4. Renaissance und Barock: Eitelkeit und Macht
Mit dem Aufkommen aufwendiger Perücken und Frisuren wurde der Kamm zum unverzichtbaren Werkzeug der Aristokratie.
- Vanitas-Symbol: In der Kunst der Renaissance und des Barock erscheint der Kamm oft in Stillleben oder Porträts als Symbol der Eitelkeit (Vanitas). Er mahnt an die Vergänglichkeit der Schönheit.
- Höfisches Protokoll: Das Kämmen wurde teils zum öffentlichen Akt (beim Lever des Königs), was die soziale Hierarchie betonte.
5. 19. Jahrhundert bis zur Moderne: Schmuck und Individualität
Im 19. Jahrhundert, besonders in der Zeit des Biedermeier und des Jugendstils, wurde der Kamm zum prominenten Haarschmuck.
- Spanische Kämme (Peinetas): Diese großen Zierkämme wurden unter der Mantilla getragen und wurden zu einem Symbol nationaler Identität und weiblichen Stolzes.
- Materialwandel: Mit der Erfindung von Zelluloid (dem ersten Kunststoff) Ende des 19. Jahrhunderts wurde der Kamm vom Luxusobjekt zum Massenprodukt.

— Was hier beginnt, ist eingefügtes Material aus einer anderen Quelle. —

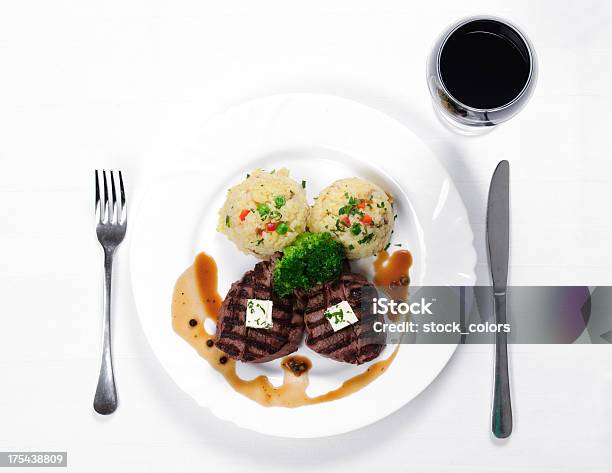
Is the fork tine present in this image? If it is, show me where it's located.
[94,169,102,223]
[109,171,119,224]
[119,171,127,223]
[102,170,109,223]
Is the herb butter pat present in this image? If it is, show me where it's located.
[325,301,359,332]
[246,299,272,330]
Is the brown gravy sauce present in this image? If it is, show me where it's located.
[172,253,399,407]
[374,250,412,301]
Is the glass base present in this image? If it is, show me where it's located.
[433,102,498,136]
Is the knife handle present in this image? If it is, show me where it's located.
[491,293,512,439]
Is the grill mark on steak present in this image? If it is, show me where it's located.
[297,270,385,365]
[216,254,304,363]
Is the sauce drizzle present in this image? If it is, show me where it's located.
[374,250,412,301]
[172,253,399,407]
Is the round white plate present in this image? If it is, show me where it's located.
[130,94,476,437]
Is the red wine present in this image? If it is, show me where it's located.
[439,19,530,110]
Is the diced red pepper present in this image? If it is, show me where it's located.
[361,214,372,225]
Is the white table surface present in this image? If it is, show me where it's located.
[0,0,612,473]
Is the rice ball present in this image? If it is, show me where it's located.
[308,177,394,259]
[217,168,309,259]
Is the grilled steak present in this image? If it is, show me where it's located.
[296,271,385,365]
[216,259,304,363]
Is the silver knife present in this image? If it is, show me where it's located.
[487,161,512,438]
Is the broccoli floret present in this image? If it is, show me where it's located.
[274,232,344,297]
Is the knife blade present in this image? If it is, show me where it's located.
[487,161,512,438]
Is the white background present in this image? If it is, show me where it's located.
[0,0,612,472]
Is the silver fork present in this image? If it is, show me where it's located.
[94,170,127,415]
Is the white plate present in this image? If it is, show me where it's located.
[130,94,476,437]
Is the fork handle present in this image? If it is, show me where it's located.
[491,293,512,438]
[94,249,117,415]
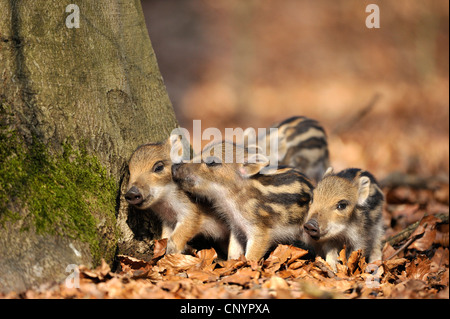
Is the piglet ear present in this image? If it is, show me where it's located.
[166,127,192,163]
[358,176,370,205]
[322,166,334,178]
[239,154,269,178]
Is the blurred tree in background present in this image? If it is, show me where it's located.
[142,0,449,178]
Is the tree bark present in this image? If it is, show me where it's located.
[0,0,177,292]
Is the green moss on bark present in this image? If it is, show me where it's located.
[0,103,118,263]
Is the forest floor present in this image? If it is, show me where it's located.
[4,183,449,299]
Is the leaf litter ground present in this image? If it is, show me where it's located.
[3,185,449,299]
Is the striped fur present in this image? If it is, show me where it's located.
[303,168,384,268]
[125,139,229,254]
[173,142,312,260]
[266,116,329,181]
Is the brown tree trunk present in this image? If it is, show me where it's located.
[0,0,177,292]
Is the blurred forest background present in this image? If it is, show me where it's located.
[142,0,449,179]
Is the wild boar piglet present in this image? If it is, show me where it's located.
[172,142,312,260]
[303,167,384,270]
[125,138,229,254]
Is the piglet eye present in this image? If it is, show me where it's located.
[153,162,164,173]
[336,200,348,210]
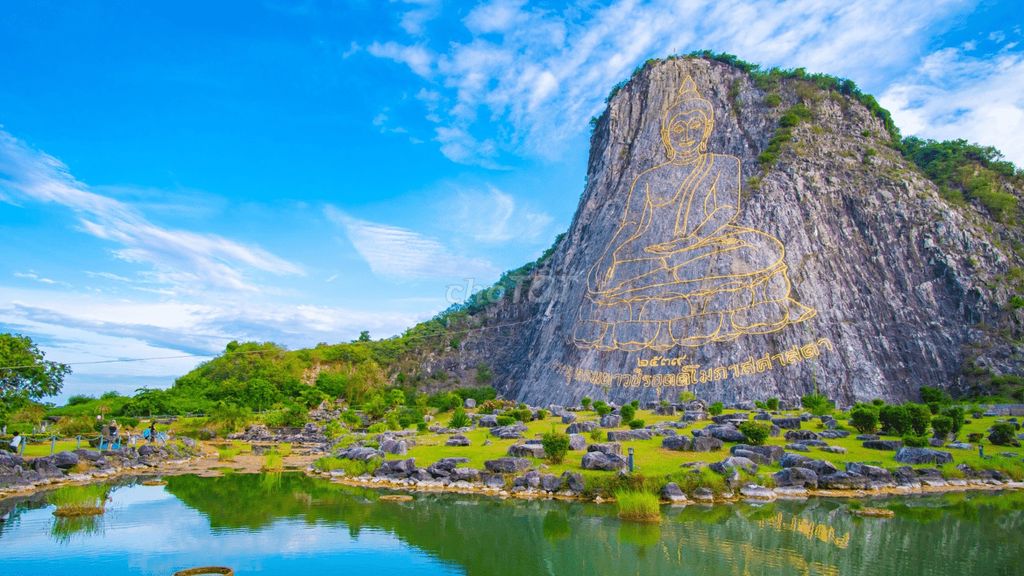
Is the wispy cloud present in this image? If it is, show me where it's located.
[371,0,974,166]
[446,186,552,244]
[880,42,1024,166]
[0,130,303,290]
[325,206,498,280]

Damit verlor er einen Teil seiner sakralen und elitären Symbolik, blieb aber ein Symbol für persönliche Hygiene und Selbstachtung.
Zusammenfassende Symbolik des Kamms:
- Reinigung: Sowohl physisch (Schmutz/Ungeziefer) als auch rituell (Sünde/Unordnung).

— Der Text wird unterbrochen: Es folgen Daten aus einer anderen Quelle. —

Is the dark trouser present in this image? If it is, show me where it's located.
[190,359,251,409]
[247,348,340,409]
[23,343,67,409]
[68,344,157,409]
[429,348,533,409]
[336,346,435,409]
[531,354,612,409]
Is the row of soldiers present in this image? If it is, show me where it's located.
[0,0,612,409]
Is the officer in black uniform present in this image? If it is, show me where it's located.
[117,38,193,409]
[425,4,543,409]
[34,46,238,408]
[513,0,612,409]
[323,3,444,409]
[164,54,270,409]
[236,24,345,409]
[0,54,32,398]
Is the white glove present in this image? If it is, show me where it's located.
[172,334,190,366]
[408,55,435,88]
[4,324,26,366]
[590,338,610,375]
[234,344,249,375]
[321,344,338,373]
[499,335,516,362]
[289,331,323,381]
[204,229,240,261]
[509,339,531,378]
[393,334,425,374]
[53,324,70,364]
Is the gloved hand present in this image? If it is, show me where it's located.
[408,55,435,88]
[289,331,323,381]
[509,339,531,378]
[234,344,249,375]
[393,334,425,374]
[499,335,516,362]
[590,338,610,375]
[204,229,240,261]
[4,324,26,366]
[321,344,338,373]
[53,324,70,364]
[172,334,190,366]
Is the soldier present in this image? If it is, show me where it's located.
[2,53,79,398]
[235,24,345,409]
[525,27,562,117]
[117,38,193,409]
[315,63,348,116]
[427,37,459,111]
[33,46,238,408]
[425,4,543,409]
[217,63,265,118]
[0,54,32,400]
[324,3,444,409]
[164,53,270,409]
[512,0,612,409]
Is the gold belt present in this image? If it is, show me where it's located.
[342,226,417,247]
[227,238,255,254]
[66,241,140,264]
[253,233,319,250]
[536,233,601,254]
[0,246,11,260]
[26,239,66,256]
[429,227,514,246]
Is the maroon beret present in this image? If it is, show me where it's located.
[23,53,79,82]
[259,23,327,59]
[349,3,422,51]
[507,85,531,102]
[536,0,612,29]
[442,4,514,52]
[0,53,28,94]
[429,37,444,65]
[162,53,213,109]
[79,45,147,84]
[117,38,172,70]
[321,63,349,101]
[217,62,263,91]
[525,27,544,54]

- Macht und Status: Kostbare Materialien zeigten den Rang des Besitzers.
- Weiblichkeit: Verbunden mit Fruchtbarkeit, Verführung und Schönheitspflege.
- Trennung/Ordnung: Das Scheiden der Haare als Symbol für das Ordnen der Gedanken oder des Lebens.
Selbst heute steckt die Symbolik noch in unserer Sprache: Wenn wir jemanden „über einen Kamm scheren“, verweigern wir ihm die individuelle (durch das Kämmen betonte) Differenzierung.